Methanocaldococcus jannaschii was isolated from a submarine hydrothermal vent at Woods Hole Oceanographic Institution. The hydrothermal vent was located in the East Pacific Rise, at a depth of 2600 m, near the western coast of Mexico. Surface material was collected at a "white smoker" chimney which revealed evidence of Methanocaldococcus jannaschii living in this extreme habitat of temperatures from 48 - 94 °C. Like many kinds of extremophiles, M. jannaschii possess the ability to adapt to high temperatures, high pressure, and moderate salinity.

== Genome ==

The genome of Methanocaldococcus jannaschii was sequenced by a group at TIGR led by Craig Venter using whole-genome shotgun sequencing. M. jannaschii represented the first member of the Archaea to have its genome sequenced. According to Venter, the unique features of the genome provided strong evidence that there are three domains of life. Methanocaldococcus has a large circular chromosome that is 1.66 mega base pairs long with a G+C content of 31.4%. The species also has a large and a small circular extra-chromosomal element (ECE). The ECEs encode 44 and 12 genes, respectively.

The initial genome analysis revealed 1738 protein-coding genes of which 56% had not similarity to any other known genes at the time. Notably, genes that encode proteins of the translation and transcription machinery turned out to be more similar to eukaryotic proteins than eubacterial proteins, a prediction that was already made by Carl Woese.

== Taxonomy ==

Methanocaldoccus jannaschii is a member of the genus Methanocaldococcus (previously a part of Methanococcus) and is therefore sometimes referred to as a "class I" methanogen (e.g. ).

== Biology and biochemistry ==

Methanocaldococcus jannaschii is a thermophilic methanogen, meaning it grows by making methane as a metabolic byproduct. It is only capable of growth on carbon dioxide and hydrogen as primary energy sources, unlike many other methanococci (such as Methanococcus maripaludis) which can also use formate as a primary energy source. The genome includes many hydrogenases, such as a 5,10-methenyltetrahydromethanopterin hydrogenase, a ferredoxin hydrogenase (eha), and a coenzyme F420 hydrogenase.

Proteomic studies showed that M. jannaschii contains a large number of inteins: 19 were discovered by one study.

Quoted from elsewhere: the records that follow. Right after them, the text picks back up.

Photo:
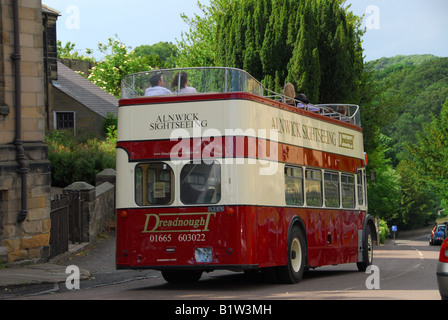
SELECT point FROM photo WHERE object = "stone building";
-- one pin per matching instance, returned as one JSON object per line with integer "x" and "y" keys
{"x": 24, "y": 166}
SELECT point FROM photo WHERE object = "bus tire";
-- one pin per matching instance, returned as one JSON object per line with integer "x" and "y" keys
{"x": 181, "y": 276}
{"x": 293, "y": 271}
{"x": 367, "y": 254}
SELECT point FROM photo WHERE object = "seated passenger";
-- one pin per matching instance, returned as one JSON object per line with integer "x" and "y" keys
{"x": 288, "y": 94}
{"x": 157, "y": 88}
{"x": 184, "y": 88}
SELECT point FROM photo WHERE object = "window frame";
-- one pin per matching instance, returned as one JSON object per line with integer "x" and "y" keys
{"x": 302, "y": 182}
{"x": 142, "y": 178}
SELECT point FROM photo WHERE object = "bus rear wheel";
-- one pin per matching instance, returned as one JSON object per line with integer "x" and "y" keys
{"x": 293, "y": 271}
{"x": 181, "y": 276}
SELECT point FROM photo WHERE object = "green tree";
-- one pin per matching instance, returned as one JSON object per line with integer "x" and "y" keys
{"x": 431, "y": 154}
{"x": 166, "y": 51}
{"x": 117, "y": 63}
{"x": 68, "y": 51}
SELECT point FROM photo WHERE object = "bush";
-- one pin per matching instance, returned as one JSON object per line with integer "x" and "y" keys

Many novel metabolic pathways have been worked out in M. jannaschii, including the pathways for synthesis of many methanogenic cofactors, riboflavin, and novel amino acid synthesis pathways. Many information processing pathways have also been studied in this organism, such as an archaeal-specific DNA polymerase family. Information about single-pass transmembrane proteins from M. jannaschii was compiled in Membranome database.

== Relevance and Research ==
Due to the amount of information that was gained from sequencing, several research interests have developed. One area of interest is the hyperthermophilic enzymes that Methanococcus jannaschii produces in hopes of understanding enzyme evolution or even enzyme catalytic mechanisms. Research on mutagenesis has focused on seeing if these enzymes, which are typically optimal at high temperatures, can be just as active in low temperatures. M. jannaschii has been a model system for in vivo genetic studies. Since M. jannaschii is an extremophile several astrobiology research projects have begun looking into methane producing bacteria.